OFFICER SHARP (CONT’D)
It’s just…
DIRK
I know.
OFFICER SHARP
You don’t know.
DIRK
Things aren’t the same…
OFFICER SHARP
The way I see it, there’s two types of happy:
there’s what you see on your phones and on TV,
the cities, travel, parties all the time,
the fun will never end — and there’s the type
of happiness I tried to build. There’s work,
which isn’t as bad as you think it is, and then
there’s family. And both can make you whole.
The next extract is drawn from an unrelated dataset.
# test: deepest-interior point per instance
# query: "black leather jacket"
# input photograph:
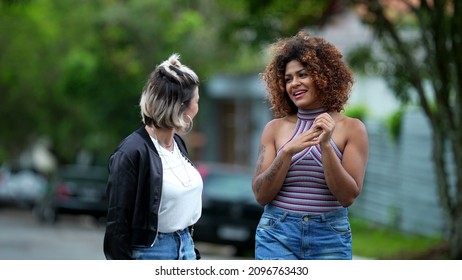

Dirk does not laugh now. But the irony, as he looks over his father’s wheelchair, isn’t lost on him. There are a lot of things you could presume about Dirk’s thoughts in this moment. For instance: the emotions passing across his face might suggest that Dirk wants to express how hopeless he feels, how bounded he has always been by his rural upbringing, how the poverty he has grown accustomed too, even if it is not directly his own, has stifled his ability to assume the possibility of happiness and freedom. In this moment, you can easily imagine how Dirk might want to reprimand his father for suggesting success so casually, how he might want to point out that his father isn’t some officer infused with authority, at least not anymore, but is instead a broken man with a meaningless title who makes money recovery data from equally broken hard drives. Dirk could even be tempted to suggest that Officer Sharp is fixated on recovering the broken — that his father’s whole life has consisted of a single effort to shore up the radicalized decay we call our humanity. But these are abstractions, and we should be careful of our own presumptions.
DIRK
It’s not as easy now as it was for you.
College costs as much as a house, and that’s
after inflation. Then you have to look
at how much a house would cost, even around
here — it isn’t as easy as you think.
OFFICER SHARP
I know, but…
DIRK
(like lifting a shield)
I’m trying.
The kitchen becomes awkwardly quiet. If Dirk’s mother were there, and not off teaching at the elementary school, she would have something to say. As it is, these morning scenes have played out the same for months, and both parties recognize that now is the time for silence. But something strange has happened this morning, which Officer Sharp has only just heard about, and it gives the old man a rare chance to break the silence that has invaded his life.
OFFICER SHARP
(half-shutting the laptop)
Hey, do you remember
the girl you used to play with, the shy one
who went to the same day-care that you and Shelly
were going to?
DIRK
You mean Hannah?
OFFICER SHARP
Yeah —
the Holland girl.
DIRK
Well what about her?
OFFICER SHARP
I heard
she got into a wreck this morning while
I was on my way to the grocery store.
It came in on the police radio.
DIRK
(doing his best to conceal
his guilty shock, and
failing so miserably
he nearly chokes on his milk)
Was she OK?
Dirk reaches unconsciously for his phone and is left fumbling in his empty pocket.
OFFICER SHARP
(failing in an equally
miserable way to pick up
on his son’s reaction)
They had to take her to
the hospital. That’s all I know. But then,
I’d say that she was fine, since they only called
one cop to the accident.
DIRK
That’s good…
Dirk stares at the plates of food around the table as if he is trying to decide what morsel he should sacrifice in thanks for Hannah’s safety. Meanwhile his father, who is just realizing the pain he has unintentionally inflicted on his delicately troubled son, starts to look like a man who spends his time watching the cracks form in flooded dam.
DIRK (CONT’D)
(pointing to a cold pizza)
Can I take this?
OFFICER SHARP
(at a loss for words, and
ashamed of his own
dangerous ignorance)
Yeah, sure.
Dirk gathers up the pizza, stands, and, balancing his glass of milk on the pizza box, pushes his seat back under the table.
DIRK
I’ll be upstairs.
Call up if anybody wants something.
Dirk retreats from the kitchen. Officer Sharp turns back to his computer, where the flashing text still scrolls on, and takes a bite of the banana pancakes that Dirk left behind.